Piyasada bazı ürünler hakkında bir çok şikayet oluşturulmuş durumda. Bunlardan bazıları: duşakabinimin rulmanı kırıldı, Kapısı durduğu yerde patladı, veya kapısı yerinden çıktı. Duşakabinimin yedek parçalarını bulamıyorum, üretici veya ithalatçı temin etmiyor. Maalesef şikayetlerin ardı arkası kesilmiyor.

İsimlerini saymama gerek yok. Şikayet sitelerine baktığınız zaman ilk sıralarda çıkmaktalar. Buralardan alınan ürünler başlangıçta fiyat ve taksit açısından uygun gelmekte ve birçok insan kalite kıyası yapmadan o ürünleri almaktalar. Tabi ki serbest piyasa, herkes dilediği ürünü satmakta serbest olduğu gibi, almakta da serbesttir. Acaba bu ürünler gerçekten ucuza mı geliyor? Cevabımız maalesef hayır. Üzülerek söylüyorum pahalıya geliyor. Başlangıçta ekonomik gibi görünüyor fakat gün ilerledikçe yukarıda bahsettiğimiz sorunlar insanları peşini bırakmıyor. Tabi ki yanlış anlaşılmasın büyük marketlerde satılan her ürün bu sınıfa girmez.

Bu konunun daha derinlerine bakınca asıl problem ülkemize ithal edilen kalite açısından sıkıntılı olan ürünler. Bu ürünleri ucuza getirip iyi karlarla satan ithalatçılar aslında ülkemize iyilik değil, kötülük yapıyorlar. Kar marjı da yüksek olduğu için etik açısından maalesef sorgulanmadan ürünün satışına devam ediliyor. Neyse ki devletimiz bu soruna el attı ve bu tip ürünlerin ithalatını zorlaştırmıştır.

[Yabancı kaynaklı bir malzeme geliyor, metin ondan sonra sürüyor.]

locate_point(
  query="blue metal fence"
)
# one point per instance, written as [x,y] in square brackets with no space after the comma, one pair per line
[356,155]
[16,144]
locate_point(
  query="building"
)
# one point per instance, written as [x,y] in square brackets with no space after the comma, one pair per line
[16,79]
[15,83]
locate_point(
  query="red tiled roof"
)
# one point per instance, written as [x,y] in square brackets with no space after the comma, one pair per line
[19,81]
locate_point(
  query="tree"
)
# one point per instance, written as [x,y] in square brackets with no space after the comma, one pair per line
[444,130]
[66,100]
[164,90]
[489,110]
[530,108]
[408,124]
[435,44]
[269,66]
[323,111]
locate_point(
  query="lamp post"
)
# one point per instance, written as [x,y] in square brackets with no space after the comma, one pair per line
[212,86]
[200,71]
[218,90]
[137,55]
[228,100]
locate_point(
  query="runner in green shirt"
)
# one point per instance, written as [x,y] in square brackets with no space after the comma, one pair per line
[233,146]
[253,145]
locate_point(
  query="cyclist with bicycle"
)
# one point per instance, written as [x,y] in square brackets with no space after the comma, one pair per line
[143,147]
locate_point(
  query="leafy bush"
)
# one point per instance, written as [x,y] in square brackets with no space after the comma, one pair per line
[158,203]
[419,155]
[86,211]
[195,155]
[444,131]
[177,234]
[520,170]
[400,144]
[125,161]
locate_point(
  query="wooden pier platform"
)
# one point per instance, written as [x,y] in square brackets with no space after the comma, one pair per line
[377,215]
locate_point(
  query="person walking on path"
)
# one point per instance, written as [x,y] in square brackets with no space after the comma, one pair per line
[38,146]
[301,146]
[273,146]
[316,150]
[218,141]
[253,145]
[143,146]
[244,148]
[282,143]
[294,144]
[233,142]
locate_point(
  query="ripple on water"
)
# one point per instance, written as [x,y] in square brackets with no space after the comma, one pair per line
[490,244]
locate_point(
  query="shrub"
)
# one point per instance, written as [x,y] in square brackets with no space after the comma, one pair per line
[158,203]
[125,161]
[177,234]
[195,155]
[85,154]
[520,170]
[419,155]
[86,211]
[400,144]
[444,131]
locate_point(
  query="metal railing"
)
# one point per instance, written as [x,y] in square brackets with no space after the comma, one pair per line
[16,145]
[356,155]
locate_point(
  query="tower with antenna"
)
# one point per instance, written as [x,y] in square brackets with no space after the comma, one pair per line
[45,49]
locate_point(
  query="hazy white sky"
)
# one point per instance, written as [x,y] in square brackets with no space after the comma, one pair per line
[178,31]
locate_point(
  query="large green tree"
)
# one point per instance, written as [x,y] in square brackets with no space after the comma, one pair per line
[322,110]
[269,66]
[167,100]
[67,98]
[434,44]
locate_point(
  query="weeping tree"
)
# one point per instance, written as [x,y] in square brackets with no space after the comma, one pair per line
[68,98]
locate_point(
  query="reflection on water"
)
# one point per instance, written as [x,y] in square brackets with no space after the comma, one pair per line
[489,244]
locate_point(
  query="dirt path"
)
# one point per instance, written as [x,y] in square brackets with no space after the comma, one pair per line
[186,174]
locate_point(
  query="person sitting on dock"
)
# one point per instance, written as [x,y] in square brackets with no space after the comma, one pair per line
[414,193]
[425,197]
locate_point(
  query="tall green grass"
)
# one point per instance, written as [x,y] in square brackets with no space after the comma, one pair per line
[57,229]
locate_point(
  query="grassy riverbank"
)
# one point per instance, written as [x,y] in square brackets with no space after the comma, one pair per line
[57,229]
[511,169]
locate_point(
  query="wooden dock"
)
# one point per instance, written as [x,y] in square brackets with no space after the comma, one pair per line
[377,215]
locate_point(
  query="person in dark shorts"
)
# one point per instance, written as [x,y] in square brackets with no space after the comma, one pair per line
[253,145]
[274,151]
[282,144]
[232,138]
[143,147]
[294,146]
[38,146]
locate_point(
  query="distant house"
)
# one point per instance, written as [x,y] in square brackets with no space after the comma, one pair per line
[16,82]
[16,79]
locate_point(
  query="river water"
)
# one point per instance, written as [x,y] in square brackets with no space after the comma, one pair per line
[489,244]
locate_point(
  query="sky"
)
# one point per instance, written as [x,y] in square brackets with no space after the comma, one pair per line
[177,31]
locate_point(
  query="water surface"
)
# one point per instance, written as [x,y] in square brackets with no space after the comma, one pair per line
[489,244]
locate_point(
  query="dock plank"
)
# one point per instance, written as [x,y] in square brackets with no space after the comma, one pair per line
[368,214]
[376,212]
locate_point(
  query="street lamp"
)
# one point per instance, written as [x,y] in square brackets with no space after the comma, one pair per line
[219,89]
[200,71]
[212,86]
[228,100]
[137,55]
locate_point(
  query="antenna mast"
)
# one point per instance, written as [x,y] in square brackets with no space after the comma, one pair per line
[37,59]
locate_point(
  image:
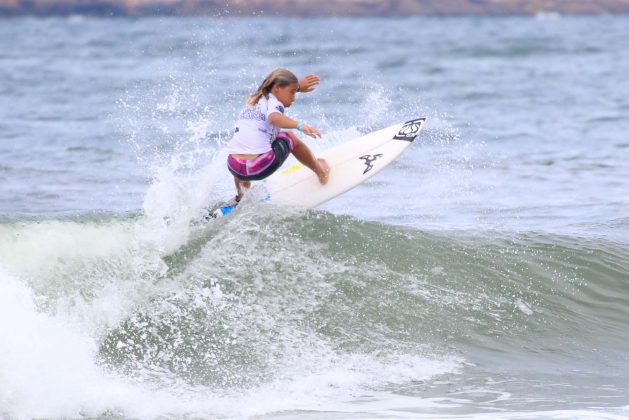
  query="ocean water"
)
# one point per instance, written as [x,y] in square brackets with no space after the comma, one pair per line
[485,274]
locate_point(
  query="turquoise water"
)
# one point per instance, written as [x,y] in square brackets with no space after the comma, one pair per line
[482,275]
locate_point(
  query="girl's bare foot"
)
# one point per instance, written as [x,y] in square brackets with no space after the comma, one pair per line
[323,171]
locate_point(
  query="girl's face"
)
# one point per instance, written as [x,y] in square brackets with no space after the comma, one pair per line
[286,94]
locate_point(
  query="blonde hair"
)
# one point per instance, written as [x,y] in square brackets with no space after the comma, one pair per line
[280,77]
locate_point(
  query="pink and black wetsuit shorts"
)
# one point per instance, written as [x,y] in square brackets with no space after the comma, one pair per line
[265,164]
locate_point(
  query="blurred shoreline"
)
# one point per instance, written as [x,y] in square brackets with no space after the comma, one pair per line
[309,8]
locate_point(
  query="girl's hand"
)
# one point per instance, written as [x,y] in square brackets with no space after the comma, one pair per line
[308,83]
[310,131]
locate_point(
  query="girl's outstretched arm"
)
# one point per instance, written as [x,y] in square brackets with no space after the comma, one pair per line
[308,83]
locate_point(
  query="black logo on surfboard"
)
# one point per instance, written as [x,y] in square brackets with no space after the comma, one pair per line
[369,159]
[410,129]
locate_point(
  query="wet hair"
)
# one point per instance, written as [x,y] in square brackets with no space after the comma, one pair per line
[279,77]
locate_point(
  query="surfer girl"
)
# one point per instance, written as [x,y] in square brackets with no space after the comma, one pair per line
[261,144]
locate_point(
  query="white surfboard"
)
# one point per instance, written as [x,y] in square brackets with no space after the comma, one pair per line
[351,164]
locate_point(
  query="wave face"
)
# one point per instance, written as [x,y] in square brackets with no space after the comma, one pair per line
[325,309]
[483,274]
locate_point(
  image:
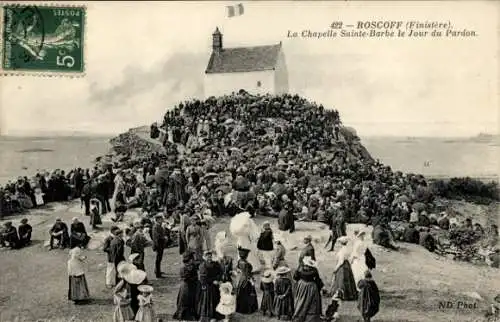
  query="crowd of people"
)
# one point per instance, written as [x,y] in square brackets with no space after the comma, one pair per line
[277,156]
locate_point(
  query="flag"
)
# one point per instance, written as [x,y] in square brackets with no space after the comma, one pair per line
[236,10]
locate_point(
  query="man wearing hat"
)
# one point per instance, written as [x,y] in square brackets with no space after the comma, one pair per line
[159,236]
[308,250]
[110,265]
[25,231]
[78,234]
[59,232]
[9,235]
[138,243]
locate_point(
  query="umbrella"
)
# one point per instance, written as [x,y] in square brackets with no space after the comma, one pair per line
[265,150]
[402,198]
[161,176]
[242,197]
[261,166]
[150,180]
[240,223]
[241,184]
[418,206]
[224,188]
[210,175]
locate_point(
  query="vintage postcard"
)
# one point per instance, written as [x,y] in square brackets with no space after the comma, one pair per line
[249,161]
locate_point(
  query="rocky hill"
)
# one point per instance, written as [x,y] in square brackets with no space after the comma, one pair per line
[262,148]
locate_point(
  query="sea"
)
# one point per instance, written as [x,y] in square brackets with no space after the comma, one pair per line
[432,157]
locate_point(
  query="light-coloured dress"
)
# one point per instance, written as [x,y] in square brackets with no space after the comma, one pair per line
[358,261]
[227,304]
[146,312]
[38,196]
[123,312]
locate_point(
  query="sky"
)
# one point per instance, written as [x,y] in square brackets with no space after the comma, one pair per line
[143,58]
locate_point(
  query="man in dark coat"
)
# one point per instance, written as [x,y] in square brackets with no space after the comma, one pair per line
[138,243]
[335,230]
[86,195]
[308,250]
[60,233]
[78,234]
[369,297]
[110,269]
[24,230]
[427,240]
[159,237]
[177,184]
[9,235]
[116,252]
[410,234]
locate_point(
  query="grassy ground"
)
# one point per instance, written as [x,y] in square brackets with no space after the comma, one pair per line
[413,282]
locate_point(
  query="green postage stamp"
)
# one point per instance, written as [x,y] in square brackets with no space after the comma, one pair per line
[43,39]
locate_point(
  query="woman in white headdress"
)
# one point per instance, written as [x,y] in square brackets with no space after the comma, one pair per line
[343,279]
[358,261]
[247,233]
[78,288]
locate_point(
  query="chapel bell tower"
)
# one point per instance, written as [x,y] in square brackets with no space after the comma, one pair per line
[217,41]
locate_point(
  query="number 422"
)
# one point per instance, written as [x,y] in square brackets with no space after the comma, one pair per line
[65,60]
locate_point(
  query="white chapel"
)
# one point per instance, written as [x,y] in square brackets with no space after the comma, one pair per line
[257,70]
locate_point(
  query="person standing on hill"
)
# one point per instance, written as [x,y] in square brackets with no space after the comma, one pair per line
[159,243]
[369,297]
[307,251]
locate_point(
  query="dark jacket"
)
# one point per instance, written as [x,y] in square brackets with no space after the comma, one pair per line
[265,241]
[159,236]
[116,250]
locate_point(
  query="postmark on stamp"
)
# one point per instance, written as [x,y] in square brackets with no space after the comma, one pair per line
[43,39]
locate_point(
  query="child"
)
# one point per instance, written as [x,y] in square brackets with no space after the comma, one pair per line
[283,301]
[267,287]
[123,312]
[227,304]
[332,311]
[146,312]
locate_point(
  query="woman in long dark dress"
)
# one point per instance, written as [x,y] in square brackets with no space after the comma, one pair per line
[227,268]
[267,288]
[246,296]
[369,297]
[186,299]
[283,299]
[307,292]
[210,274]
[133,278]
[78,290]
[344,278]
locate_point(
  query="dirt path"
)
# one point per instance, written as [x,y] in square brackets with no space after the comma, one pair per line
[413,282]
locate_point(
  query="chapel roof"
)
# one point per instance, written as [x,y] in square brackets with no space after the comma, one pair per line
[243,59]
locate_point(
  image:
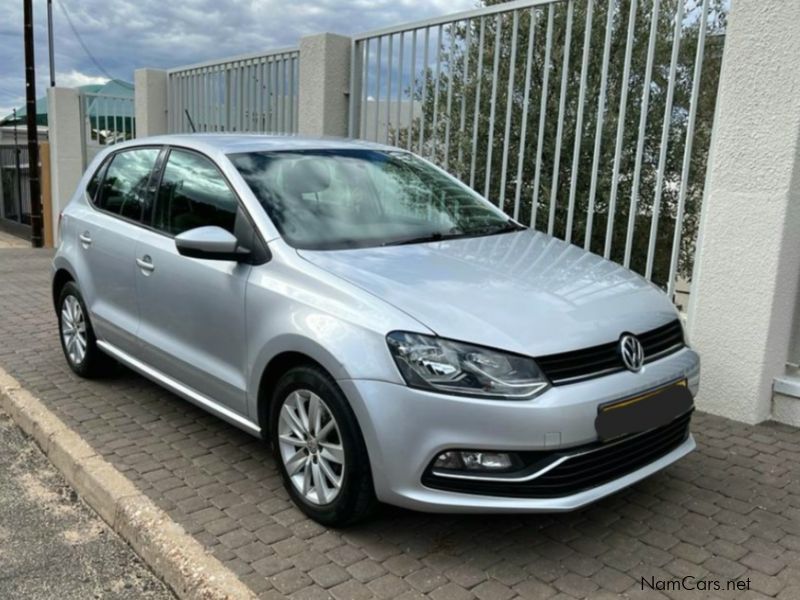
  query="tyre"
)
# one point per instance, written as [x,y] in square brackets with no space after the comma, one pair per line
[77,336]
[319,448]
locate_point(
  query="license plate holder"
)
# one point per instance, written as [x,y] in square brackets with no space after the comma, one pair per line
[643,412]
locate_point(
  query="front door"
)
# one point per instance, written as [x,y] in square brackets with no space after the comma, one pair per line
[192,325]
[107,232]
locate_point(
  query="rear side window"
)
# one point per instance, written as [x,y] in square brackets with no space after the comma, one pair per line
[94,182]
[124,189]
[193,193]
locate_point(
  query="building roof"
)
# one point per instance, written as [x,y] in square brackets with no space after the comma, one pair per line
[113,87]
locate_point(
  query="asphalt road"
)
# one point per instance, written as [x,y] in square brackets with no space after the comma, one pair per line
[51,544]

Tavsiyemiz yerli üretim ve kalitesi yüksek ürünlerin tercih edilmesidir. Böylece milli servetimizi boşa harcamazken ülkemizdeki sanayi üretimini de desteklemiş oluruz. Başlangıçta ucuz gibi görünen ama daha sonra başımıza bir çok sıkıntı açan ürünlerin aslında daha pahalı olduğunu da test etmemiş oluruz. Amerika’yı yeniden keşfetmeye gerek var mı?